E o Terror, que deixou
largas memórias macabras na geração a que já pertenci, e que, uma vez mais, é trazido
à baila, nesta geração de um seu seguidor, bem irmanado com ele, em estranha
perversão animalesca, que tantos espíritos atrai hoje, mais do que nunca, em
ódio que, no caso português, resulta da herança de outro ódio, ainda superior, pelo
“ditador” Salazar. JNP, magistralmente,
reconta, com o apoio das suas leituras inconfundíveis.
Rússia: um centenário trágico
Nos tempos que correm, é importante
lembrar a História, e particularmente a História da Rússia, em que pesa e
pesará a herança de Estaline e do bolchevismo.
JAIME NOGUEIRA PINTO, Colunista do Observador
OBSERVADOR, 26 mar 2022, 00:2028
No próximo dia 3 de
Abril faz um século que Estaline foi
designado Secretário-Geral do Partido Comunista da Rússia. É uma data
decisiva para a
história política da Rússia e do mundo, num tempo em que a Rússia volta a estar
no centro da nossa História.
O
mundo contemporâneo nasceu da Grande Guerra de 1914-1918 e da “paz punitiva” de
Versalhes. Em 1917, as
derrotas das tropas russas na frente oriental arrastaram a queda da
monarquia dos Romanoff e trouxeram a revolução de Fevereiro e a revolução de
Outubro, com o triunfo dos bolcheviques.
Os bolcheviques
eram a ala esquerda do Partido Social-Democrata Operário da Rússia que, em
1905, sob a chefia de Lenine, triunfara no congresso. O “Outubro
Vermelho” levaria ao
poder estes revolucionários determinados, imbuídos do messianismo
utópico dos justos e iluminados, que não concebem limites éticos ou
morais na acção contra os inimigos do Bem, do Progresso, do Povo e da
inexorável marcha da História. A
partir do Verão de 1918, as forças anticomunistas, os “exércitos brancos”, com apoio de contingentes militares estrangeiros
ocidentais e japoneses, iniciaram a resistência e a guerra civil que os bolcheviques iriam vencer.
Para
a vencer, os bolcheviques – que eram uma minoria não só na Rússia, mas até entre a
oposição ao czarismo – seguiram
a estratégia
dos jacobinos, de quem Lenine era admirador e com quem aprendera a manipular princípios
democráticos para estabelecer a
ditadura e o Terror. Do mesmo
modo que os
jacobinos tinham
dividido os inimigos em categorias sociais rígidas – aristocratas, padres, camponeses da Vendeia –, assim também os bolcheviques identificavam “inimigos de classe” e “inimigos
do povo”, a quem
retiravam qualquer vestígio de razão ou de humanidade, recorrendo ao terror em
grande escala, como uma forma de “higiene
social”.
A
História contemporânea tem mostrado que, para levar a opinião pública, as “massas”, o povo a aceitar e a legitimar a guerra sem tréguas, o
genocídio ou o Terror, é preciso, primeiro, definir o grupo político ou social
ou étnico ou nacional a eliminar como “não-humano”, como inimigo da Humanidade,
da Nação, do Povo ou do que for. Foi o que
os jacobinos fizeram, primeiro com os monárquicos
e católicos, depois com os “moderados” girondinos e,
finalmente, entre eles. Foi também o que os bolcheviques fizeram com os russos-brancos
e com os
mencheviques, antes de
se começarem a sanear ou a eliminar entre si. Foi o que Hitler fez com os judeus e os
comunistas e depois
com os seus partidários menos seguros, na noite das Facas Longas.
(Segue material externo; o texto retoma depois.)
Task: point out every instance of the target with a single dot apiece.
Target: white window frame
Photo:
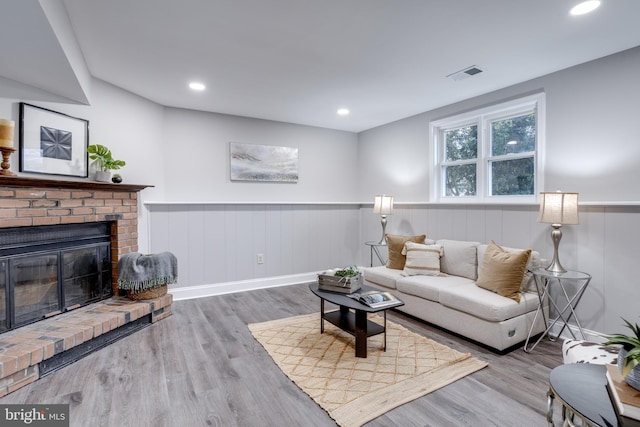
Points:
(483, 118)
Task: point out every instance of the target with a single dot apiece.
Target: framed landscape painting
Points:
(265, 163)
(53, 143)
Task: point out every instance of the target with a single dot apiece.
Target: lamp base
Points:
(555, 266)
(383, 239)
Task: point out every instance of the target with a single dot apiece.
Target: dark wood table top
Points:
(345, 301)
(582, 386)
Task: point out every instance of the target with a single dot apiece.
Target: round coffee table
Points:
(581, 389)
(356, 322)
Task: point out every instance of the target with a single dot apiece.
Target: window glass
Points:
(490, 154)
(512, 177)
(513, 135)
(461, 143)
(460, 180)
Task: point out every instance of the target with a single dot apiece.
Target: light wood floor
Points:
(202, 367)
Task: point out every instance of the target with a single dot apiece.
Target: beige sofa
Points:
(453, 300)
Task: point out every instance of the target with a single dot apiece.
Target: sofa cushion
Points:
(459, 258)
(528, 282)
(382, 276)
(395, 244)
(484, 304)
(429, 287)
(502, 271)
(421, 259)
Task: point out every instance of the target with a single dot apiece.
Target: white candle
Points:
(6, 133)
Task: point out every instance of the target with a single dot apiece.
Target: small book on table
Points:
(376, 299)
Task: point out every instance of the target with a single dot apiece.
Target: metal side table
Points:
(374, 247)
(545, 280)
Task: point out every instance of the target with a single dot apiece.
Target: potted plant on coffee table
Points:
(629, 355)
(104, 162)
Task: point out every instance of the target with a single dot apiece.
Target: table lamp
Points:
(383, 205)
(557, 209)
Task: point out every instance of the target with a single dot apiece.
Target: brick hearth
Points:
(23, 350)
(26, 202)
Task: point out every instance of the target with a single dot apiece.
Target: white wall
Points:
(592, 142)
(592, 147)
(185, 155)
(197, 159)
(129, 125)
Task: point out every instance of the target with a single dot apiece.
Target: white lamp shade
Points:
(383, 205)
(558, 208)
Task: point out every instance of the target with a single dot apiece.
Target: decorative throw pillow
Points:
(502, 271)
(395, 245)
(421, 259)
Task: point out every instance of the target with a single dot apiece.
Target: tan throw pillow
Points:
(395, 244)
(421, 259)
(502, 271)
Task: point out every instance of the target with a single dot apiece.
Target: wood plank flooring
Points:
(202, 367)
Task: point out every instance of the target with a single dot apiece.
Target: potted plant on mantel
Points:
(629, 355)
(104, 161)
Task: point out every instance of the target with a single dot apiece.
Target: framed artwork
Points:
(53, 143)
(265, 163)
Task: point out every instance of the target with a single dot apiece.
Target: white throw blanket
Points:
(138, 272)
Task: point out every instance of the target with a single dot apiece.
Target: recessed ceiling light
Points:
(585, 7)
(197, 86)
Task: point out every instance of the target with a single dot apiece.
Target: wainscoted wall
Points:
(217, 244)
(604, 244)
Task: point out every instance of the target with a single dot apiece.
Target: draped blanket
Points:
(138, 272)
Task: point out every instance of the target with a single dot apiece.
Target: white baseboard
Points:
(201, 291)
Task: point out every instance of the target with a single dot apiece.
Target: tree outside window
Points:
(490, 154)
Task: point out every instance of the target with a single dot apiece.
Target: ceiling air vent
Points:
(467, 72)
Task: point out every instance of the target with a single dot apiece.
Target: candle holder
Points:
(6, 165)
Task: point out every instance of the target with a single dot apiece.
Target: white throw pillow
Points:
(421, 259)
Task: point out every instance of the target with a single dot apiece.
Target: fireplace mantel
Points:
(22, 181)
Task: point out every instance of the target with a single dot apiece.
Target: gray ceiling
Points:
(298, 61)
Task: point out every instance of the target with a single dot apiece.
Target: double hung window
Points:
(493, 154)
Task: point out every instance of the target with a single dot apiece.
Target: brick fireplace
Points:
(26, 202)
(28, 352)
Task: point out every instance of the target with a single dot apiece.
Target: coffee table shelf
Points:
(347, 322)
(352, 317)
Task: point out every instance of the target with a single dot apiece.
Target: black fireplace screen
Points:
(51, 269)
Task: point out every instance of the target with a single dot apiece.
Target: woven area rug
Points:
(355, 390)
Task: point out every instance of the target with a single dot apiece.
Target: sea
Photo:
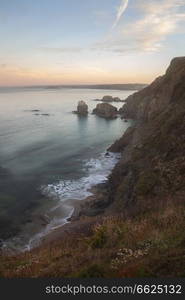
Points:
(49, 157)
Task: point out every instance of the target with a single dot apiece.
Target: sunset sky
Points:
(88, 41)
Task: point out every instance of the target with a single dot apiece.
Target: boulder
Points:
(82, 108)
(105, 110)
(107, 99)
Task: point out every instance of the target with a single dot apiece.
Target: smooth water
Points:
(47, 160)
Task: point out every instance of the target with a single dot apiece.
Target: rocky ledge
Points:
(110, 99)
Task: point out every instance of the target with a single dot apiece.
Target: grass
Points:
(151, 245)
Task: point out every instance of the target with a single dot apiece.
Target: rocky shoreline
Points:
(145, 151)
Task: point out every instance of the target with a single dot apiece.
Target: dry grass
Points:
(150, 245)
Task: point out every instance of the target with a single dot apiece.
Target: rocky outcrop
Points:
(105, 110)
(82, 108)
(110, 99)
(152, 168)
(147, 103)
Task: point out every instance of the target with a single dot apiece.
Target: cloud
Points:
(3, 66)
(153, 22)
(121, 10)
(62, 49)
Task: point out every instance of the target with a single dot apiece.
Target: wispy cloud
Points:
(62, 49)
(121, 10)
(154, 21)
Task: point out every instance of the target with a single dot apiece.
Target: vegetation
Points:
(150, 245)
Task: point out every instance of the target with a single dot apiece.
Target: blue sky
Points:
(83, 41)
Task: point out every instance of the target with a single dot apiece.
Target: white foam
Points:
(97, 172)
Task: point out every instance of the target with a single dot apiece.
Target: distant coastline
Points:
(124, 87)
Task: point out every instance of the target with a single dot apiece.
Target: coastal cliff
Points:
(140, 230)
(166, 89)
(153, 162)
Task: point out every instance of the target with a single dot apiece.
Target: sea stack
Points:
(82, 108)
(105, 110)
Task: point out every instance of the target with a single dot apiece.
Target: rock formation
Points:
(148, 102)
(82, 108)
(105, 110)
(110, 99)
(153, 164)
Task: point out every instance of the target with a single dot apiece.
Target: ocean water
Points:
(50, 156)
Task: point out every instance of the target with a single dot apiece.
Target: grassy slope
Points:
(148, 186)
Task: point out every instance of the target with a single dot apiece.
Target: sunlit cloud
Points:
(156, 20)
(121, 10)
(62, 49)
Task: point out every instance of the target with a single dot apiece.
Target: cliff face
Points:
(154, 98)
(152, 168)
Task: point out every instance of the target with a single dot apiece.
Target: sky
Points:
(88, 41)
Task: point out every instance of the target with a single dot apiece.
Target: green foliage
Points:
(146, 183)
(99, 238)
(93, 271)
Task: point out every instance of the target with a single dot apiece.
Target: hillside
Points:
(141, 231)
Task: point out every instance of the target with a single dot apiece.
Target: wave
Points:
(97, 171)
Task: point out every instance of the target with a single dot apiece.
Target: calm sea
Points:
(49, 156)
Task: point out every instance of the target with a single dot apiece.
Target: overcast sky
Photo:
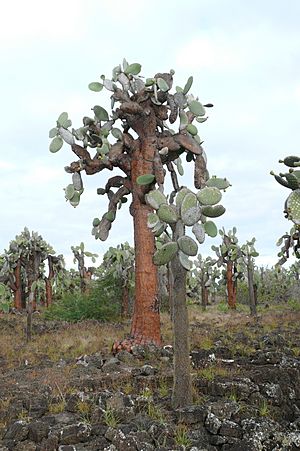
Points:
(245, 59)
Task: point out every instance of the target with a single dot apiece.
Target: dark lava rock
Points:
(75, 433)
(37, 431)
(191, 414)
(18, 431)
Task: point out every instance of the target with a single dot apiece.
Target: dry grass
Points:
(68, 343)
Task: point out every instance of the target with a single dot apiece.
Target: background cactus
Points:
(118, 262)
(85, 274)
(290, 180)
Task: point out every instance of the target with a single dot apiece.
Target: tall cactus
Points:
(290, 180)
(183, 209)
(207, 275)
(249, 253)
(119, 262)
(230, 255)
(145, 108)
(85, 274)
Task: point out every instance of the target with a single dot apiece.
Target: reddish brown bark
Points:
(48, 283)
(18, 284)
(231, 286)
(125, 300)
(34, 303)
(145, 326)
Foi o que, no Ruanda, fizeram os
hútus com os tutsis e depois com os hútus moderados. É o que, nas sociedades actuais, recorrendo
às técnicas possíveis, das fake news e dos fact checks às deturpações
de declarações e à ocultação de realidades,
pretende fazer-se com toda a dissidência
ou problematização do “pensamento único” –
silenciando-as e cancelando-as socialmente. À falta de eliminação física, que ainda não é
permitida e pode dar cadeia, recorre-se ao assassinato moral.
A
ascensão
Com
“a revolução em perigo”, a Tcheka – a polícia secreta bolchevique que
sucedeu à Okrana czarista e
que em poucos meses fez mais vítimas do que a Okrana em
várias décadas – exterminou
russos-brancos, sociais-revolucionários, mencheviques, socialistas e anarquistas
aos milhares, em represálias permanentes.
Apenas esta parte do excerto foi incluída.